Will read some of the sources you mentioned and try get up to speed with this.
It would have been better to keep the URIs as Danielo's going to do, but now that you have put the content at different URLs the redirects make perfect sense. Depending on the type of redirect, you may loose the PageRank benefit of links to the old addresses, but switching them back to 404s won't help anyway.
aus_dave, it's probably just that your ISP and browser caches don't use the HTTP headers in the way that you expect. The caching problem is just for proxies and user agents. The headers won't affect the Google cache, but may affect how deeply Googlebot spiders you. See Are you using If Modified Since? [webmasterworld.com]
in my case:
i used addhandler .htm - which prevented a cache (or googlebot) from correctly determining the last modified date for all .htm pages in my site. meaning every time someone viewed a page for the second time it had to be downloaded again (i only speak of the html code here - the graphics should be cacheable anyway).
now that i have taken off ssi my pages are being correctly cached (test using web-caching.com) and my site has become much much faster - there are many pages which i don't change in months, and these now display in an instant.

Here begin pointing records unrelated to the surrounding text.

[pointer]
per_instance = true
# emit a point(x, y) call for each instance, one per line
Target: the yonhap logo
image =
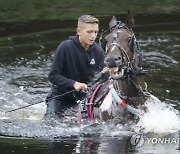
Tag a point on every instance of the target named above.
point(137, 140)
point(92, 62)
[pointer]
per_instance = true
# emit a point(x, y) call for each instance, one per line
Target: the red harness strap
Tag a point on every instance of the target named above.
point(91, 102)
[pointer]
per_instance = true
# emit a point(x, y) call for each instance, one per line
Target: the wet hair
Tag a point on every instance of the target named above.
point(87, 19)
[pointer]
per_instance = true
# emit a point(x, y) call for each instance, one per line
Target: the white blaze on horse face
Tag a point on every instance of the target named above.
point(107, 102)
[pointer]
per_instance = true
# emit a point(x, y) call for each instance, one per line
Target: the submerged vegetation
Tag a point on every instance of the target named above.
point(23, 10)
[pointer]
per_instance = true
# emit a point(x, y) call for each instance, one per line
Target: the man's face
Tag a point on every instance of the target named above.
point(87, 33)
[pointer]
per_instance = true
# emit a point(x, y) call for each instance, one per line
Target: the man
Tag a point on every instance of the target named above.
point(74, 64)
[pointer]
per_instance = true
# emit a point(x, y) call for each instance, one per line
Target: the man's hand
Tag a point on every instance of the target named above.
point(80, 86)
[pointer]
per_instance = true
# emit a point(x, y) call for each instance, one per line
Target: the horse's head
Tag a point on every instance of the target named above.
point(120, 47)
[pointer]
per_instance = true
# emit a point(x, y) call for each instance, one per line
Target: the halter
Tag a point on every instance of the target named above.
point(121, 49)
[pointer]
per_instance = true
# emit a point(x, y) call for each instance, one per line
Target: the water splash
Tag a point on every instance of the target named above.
point(160, 118)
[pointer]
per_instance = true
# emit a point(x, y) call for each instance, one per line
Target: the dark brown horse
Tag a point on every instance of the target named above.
point(124, 60)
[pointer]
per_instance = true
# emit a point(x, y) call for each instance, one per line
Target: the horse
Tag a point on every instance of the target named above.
point(128, 88)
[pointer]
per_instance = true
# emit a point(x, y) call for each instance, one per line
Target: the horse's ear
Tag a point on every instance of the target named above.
point(129, 20)
point(113, 22)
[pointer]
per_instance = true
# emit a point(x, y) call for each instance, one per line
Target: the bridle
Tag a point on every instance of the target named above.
point(128, 65)
point(115, 31)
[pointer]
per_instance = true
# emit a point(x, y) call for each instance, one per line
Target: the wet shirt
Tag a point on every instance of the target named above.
point(72, 63)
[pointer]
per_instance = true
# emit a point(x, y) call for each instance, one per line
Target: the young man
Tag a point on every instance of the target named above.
point(75, 62)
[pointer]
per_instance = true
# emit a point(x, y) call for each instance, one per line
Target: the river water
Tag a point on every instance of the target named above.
point(26, 51)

you could always look at the xbithack method to work around this, although it does mean chmodding every page you create - which on a large site might get tedious.
best thing is to test your pages now and see if they return a last-modified date.
HTTP/1.1 200 OK
Date: Wed, 05 Mar 2003 14:21:40 GMT
Server: Apache/1.3.27
X-Powered-By: PHP/4.2.2
Connection: close
Content-Type: text/html
Is this good or bad?
Very bad guess.. we have to do something about the If modified since thingo in htaccess is simething.
the way i understand it is: as long as a 'last modified date' is showing there is no need for .htaccess modifications.
where cacheing really comes into its own though is by specifiying expiry dates for objects on your server. this is done in the .htaccess
e.g. we use a graphical header bar which will not change this year - so i'd specify that this graphic will not expire within the next 12 months. whereas the index page is updated every day at 6 am, so i'd put that it expires every day at 6.02 for example. this is giving robots and caches / browers and proxies really detailed information about how to deal with your site.
that is real fine tuning though - i think a last modified date is enough for most purposes.
i am sure a real guru can add to this.
Bottom line, what's the consensus? Is it:
AddType text/html .html
AddHandler server-parsed .html
AddType text/html .htm
AddHandler server-parsed .htm
With the XBitHack:
Options +Includes
XBitHack [on] or[full]
Is there a specific order for this in .htaccess?
Thanks,
Jim
best of both worlds allowing cacheing and SSI is:
add
XBitHack Full
to your .htaccess file
and chmod 744 any files which have SSI includes in them (can be both .htm and .html)
p.s. if you have XBitHack, you don't need the AddHandler in your .htaccess. it's either / or.
(at least that worked for me when testing ;-)
As mentioned in the other thread the permissions do seem to stick so it's not as bad as I thought it would be.
I'm not entirely sure its all working correctly though as I get the green light from the validators when the permissions are 644 (but includes don't work) and when set to 744 the includes work but the checkers (including the header checker here) don't validate.
Further testing required I think!
[edit] setting permissions to 754 allows the last modified header to be sent but is this a security risk? :( [/edit]
i asked back a while ago in this forum if there were any security issues with chmodding everything executable, but no one replied. hmmm i'm not sure - this is fairly new to me too.
i did find this though :-)
744 (or 754)
The file will be in fact executable. If you accidently run it from the command line, with all the < and > in it, you can possibly trash your site and spend the rest of the day bringing up furballs.
p.s. would be a nice topic for a tutorial like the css one and mod_rewrite one. could cover dynamic pages too?